We have several ongoing projects that seek to promote the social inclusion and participation of special groups. We are, for example, working to make legal documents more readable with the help of cartoons, enhancing the audio description of multimodal resources to make them accessible to visually impaired audiences, developing Easy Finnish-Swedish together with the target group, increasing the opportunities for societal participation among the Russian-speaking population in Finland, and developing adult immigrants’ Finnish-language skills for everyday life in collaboration with the providers of integration services. A project titled Journalistic public work in the digital environment brings together researchers and journalists to explore the skills needed to interact with an audience in a digital environment and determine how these skills affect journalists’ career prospects and how they could be developed in cooperation with researchers. In 2020, we also established a new research group, Tampere Accessibility Unit (TACCU).

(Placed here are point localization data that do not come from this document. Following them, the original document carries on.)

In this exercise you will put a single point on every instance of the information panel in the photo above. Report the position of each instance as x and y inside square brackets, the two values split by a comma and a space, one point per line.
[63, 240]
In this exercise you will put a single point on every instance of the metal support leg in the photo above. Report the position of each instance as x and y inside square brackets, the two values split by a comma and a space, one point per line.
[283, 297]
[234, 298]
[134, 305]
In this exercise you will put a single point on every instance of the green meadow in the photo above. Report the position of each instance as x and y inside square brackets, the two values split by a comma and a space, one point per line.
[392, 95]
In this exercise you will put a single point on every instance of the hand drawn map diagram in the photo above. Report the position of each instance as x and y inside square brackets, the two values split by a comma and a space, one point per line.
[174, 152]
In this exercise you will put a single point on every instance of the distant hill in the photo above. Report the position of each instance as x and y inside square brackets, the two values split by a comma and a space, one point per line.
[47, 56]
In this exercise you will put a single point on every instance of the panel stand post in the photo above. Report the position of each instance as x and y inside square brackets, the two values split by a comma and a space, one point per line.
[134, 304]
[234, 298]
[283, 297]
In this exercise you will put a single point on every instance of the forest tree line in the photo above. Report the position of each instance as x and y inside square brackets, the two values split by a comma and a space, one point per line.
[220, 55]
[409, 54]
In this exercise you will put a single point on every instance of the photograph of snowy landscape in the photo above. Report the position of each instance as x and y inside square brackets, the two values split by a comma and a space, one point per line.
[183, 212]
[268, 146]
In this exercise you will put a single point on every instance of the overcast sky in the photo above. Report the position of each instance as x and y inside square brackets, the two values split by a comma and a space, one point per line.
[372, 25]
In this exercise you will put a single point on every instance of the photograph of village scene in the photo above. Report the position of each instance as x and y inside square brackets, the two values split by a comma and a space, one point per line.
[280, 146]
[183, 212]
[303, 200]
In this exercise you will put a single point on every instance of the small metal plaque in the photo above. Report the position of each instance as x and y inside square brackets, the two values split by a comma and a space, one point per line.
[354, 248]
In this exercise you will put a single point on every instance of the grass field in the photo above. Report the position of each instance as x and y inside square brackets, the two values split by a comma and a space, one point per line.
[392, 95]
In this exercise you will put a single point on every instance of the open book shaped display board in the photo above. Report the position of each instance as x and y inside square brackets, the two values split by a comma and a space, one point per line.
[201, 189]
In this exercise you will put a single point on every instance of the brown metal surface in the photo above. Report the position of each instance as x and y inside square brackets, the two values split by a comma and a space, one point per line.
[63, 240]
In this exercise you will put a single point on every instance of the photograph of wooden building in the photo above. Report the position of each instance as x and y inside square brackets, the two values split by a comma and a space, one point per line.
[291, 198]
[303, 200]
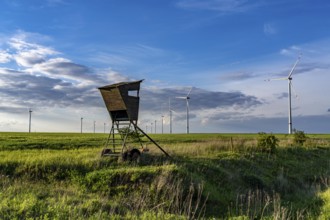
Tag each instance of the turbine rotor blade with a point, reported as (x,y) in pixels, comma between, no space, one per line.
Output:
(283,78)
(293,89)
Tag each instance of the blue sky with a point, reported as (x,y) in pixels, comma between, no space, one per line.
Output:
(55,53)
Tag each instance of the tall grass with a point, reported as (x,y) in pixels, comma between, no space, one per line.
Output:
(62,176)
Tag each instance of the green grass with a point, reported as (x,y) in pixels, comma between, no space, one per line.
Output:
(63,176)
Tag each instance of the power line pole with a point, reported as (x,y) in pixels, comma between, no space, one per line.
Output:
(30,113)
(155,126)
(162,124)
(81,119)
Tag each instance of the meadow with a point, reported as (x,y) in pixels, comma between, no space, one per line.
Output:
(209,176)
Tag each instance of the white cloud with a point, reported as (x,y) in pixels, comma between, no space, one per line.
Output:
(5,57)
(270,29)
(224,6)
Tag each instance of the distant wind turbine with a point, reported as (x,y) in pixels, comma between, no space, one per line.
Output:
(30,112)
(187,103)
(289,78)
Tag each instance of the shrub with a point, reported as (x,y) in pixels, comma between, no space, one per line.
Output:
(299,137)
(267,142)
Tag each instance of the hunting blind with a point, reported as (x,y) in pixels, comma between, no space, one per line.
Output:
(122,101)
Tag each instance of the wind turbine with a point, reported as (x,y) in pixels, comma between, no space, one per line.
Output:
(187,103)
(30,112)
(289,78)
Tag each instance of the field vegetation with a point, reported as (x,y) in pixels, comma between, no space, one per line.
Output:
(209,176)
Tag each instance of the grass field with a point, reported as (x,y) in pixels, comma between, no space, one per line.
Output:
(222,176)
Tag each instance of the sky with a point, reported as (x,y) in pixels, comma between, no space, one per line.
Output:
(54,54)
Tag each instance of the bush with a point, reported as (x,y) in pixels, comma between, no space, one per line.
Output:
(267,142)
(299,137)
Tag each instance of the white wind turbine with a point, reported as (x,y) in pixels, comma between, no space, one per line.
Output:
(187,103)
(289,78)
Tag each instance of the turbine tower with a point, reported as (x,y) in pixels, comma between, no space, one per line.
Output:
(30,112)
(187,104)
(289,78)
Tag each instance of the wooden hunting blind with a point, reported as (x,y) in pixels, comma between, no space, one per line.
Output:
(122,101)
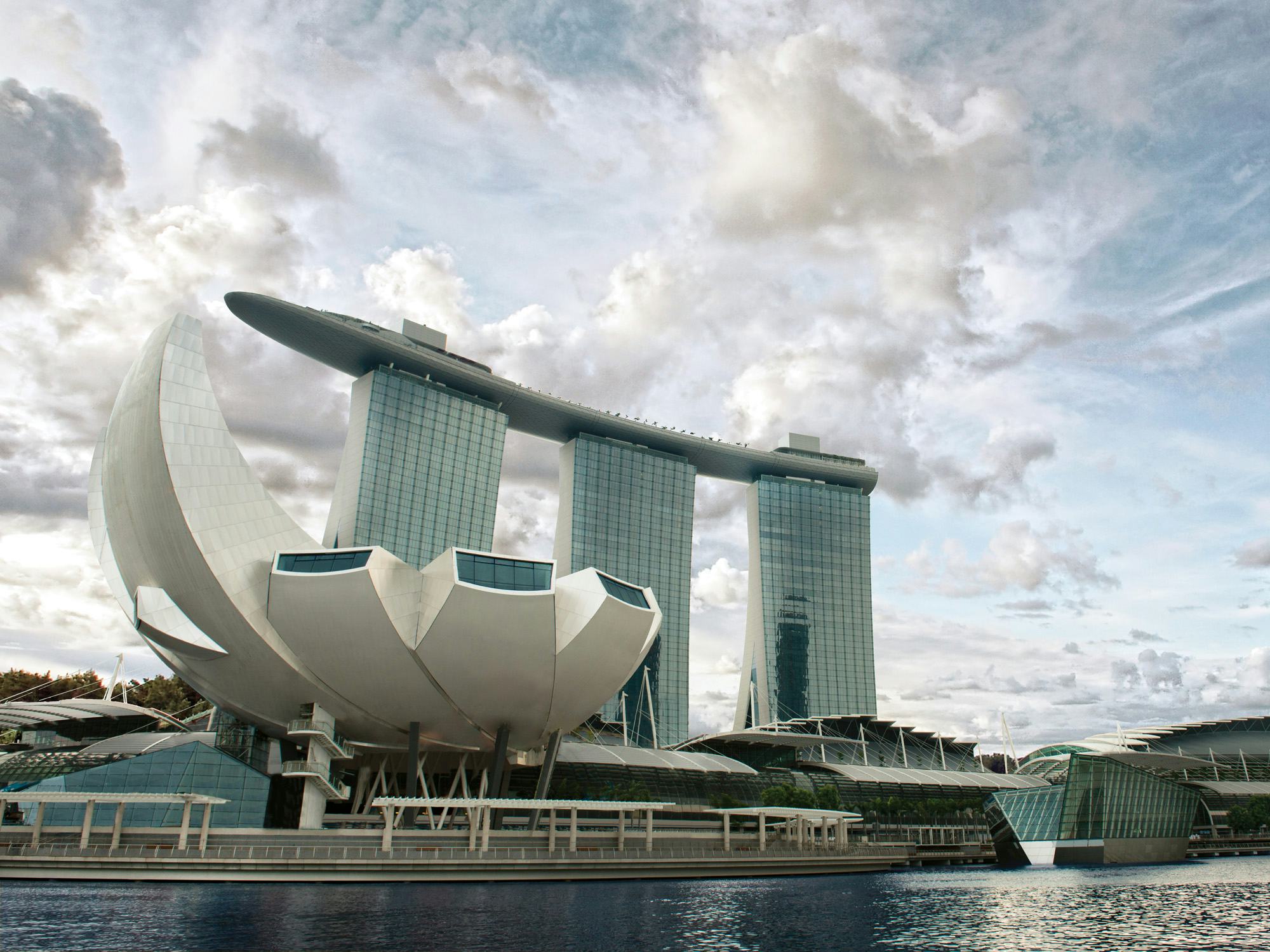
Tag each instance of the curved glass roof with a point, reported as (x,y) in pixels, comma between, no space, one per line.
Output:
(573,753)
(935,779)
(17,714)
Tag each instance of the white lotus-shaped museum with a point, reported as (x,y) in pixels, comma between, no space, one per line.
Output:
(261,619)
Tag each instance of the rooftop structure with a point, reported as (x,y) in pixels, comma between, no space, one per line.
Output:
(359,347)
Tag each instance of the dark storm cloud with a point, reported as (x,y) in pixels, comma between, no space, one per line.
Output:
(54,155)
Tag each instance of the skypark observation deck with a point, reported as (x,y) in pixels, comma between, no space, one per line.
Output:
(359,347)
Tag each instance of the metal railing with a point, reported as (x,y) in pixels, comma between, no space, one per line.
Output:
(432,855)
(336,788)
(326,734)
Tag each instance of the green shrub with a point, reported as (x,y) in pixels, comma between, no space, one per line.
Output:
(788,795)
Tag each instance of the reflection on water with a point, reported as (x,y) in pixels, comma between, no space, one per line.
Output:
(1215,904)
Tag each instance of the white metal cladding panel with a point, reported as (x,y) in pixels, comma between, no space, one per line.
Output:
(100,535)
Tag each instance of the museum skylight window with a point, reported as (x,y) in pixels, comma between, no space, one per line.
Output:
(323,562)
(629,595)
(509,574)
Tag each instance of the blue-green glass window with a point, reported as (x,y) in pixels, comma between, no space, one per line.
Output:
(323,562)
(510,574)
(629,595)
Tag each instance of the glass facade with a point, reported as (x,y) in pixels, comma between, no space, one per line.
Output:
(421,469)
(190,769)
(1100,799)
(323,562)
(509,574)
(628,511)
(813,628)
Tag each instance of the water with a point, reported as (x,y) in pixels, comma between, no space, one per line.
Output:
(1213,904)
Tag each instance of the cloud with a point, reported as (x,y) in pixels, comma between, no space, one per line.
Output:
(274,149)
(422,285)
(474,79)
(721,586)
(1254,555)
(1028,605)
(1009,453)
(1017,558)
(144,268)
(1153,672)
(813,135)
(55,155)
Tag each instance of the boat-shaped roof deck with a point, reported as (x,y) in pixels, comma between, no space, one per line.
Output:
(358,347)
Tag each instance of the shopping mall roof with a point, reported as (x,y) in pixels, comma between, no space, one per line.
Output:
(358,347)
(31,714)
(572,753)
(1163,738)
(910,777)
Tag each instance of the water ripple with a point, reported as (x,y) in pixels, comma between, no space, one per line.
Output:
(1216,904)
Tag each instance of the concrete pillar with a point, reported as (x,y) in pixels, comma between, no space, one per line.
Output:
(549,757)
(88,824)
(185,827)
(389,819)
(117,830)
(203,831)
(313,808)
(412,775)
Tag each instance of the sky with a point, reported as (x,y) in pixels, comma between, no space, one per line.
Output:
(1017,257)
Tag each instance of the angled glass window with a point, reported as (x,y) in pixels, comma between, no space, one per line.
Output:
(629,595)
(509,574)
(323,562)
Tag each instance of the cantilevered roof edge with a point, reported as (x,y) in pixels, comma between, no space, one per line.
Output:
(358,347)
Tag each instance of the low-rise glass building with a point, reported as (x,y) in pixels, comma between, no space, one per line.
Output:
(1104,812)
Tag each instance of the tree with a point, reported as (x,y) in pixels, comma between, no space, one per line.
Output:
(168,695)
(789,795)
(46,687)
(1252,817)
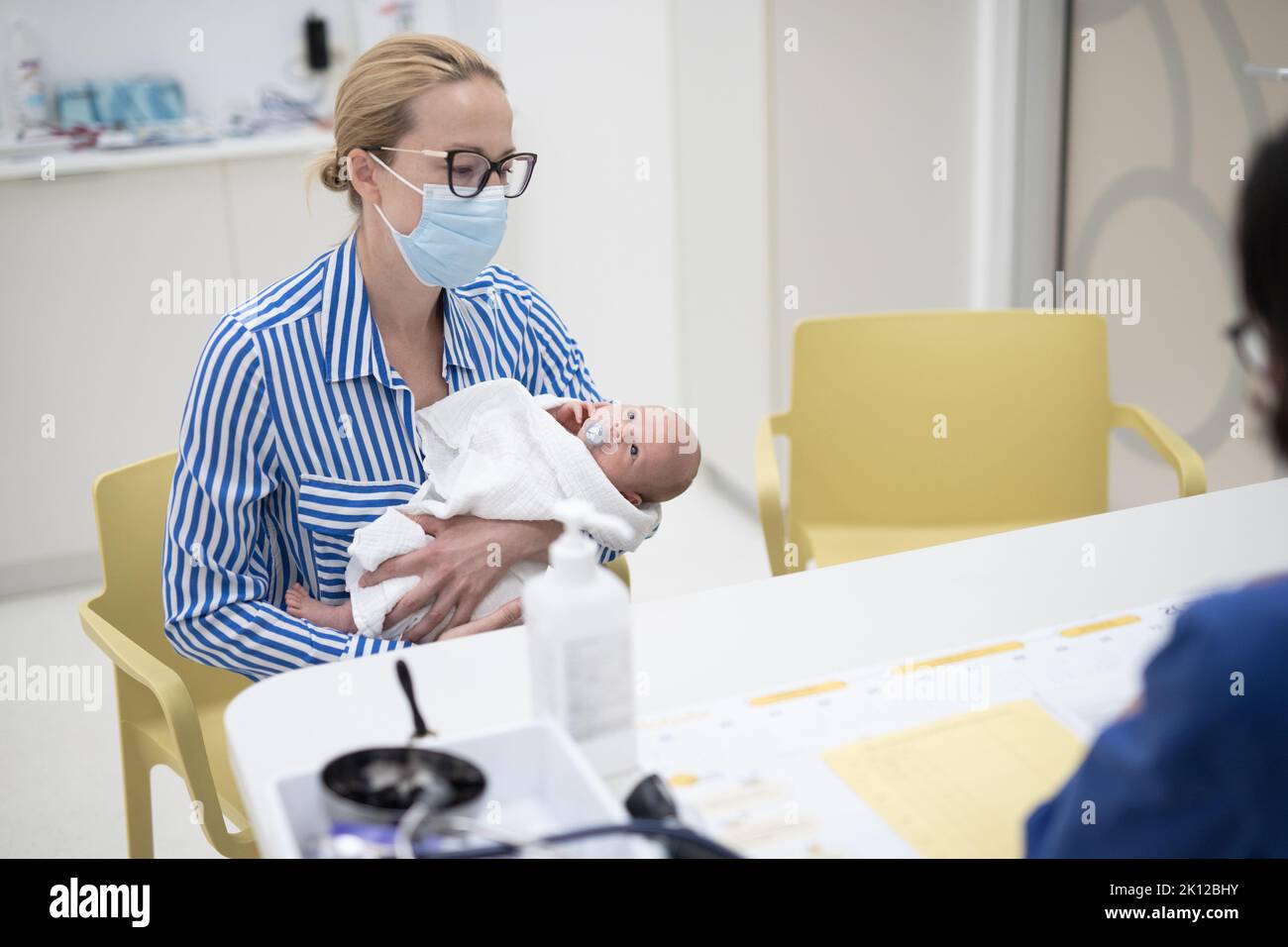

Our researchers specialising in electrical energy engineering carry out projects to develop sustainable energy solutions and business models and contribute, among other things, to related policy making. Research and innovation activities in this field are developed in the Tampere region within the framework of SENECC, the Smart Energy Systems Competence Center established by Tampere University and the VTT Technical Research Centre of Finland.  We have also taken active part in societal debate and discussion concerning the pricing of electricity transmission, served on related working groups set up by the Finnish Ministry of Economic Affairs and Employment, and participated in the national implementation of the EU Directive 2019/944 that sets out common rules for the internal market for electricity.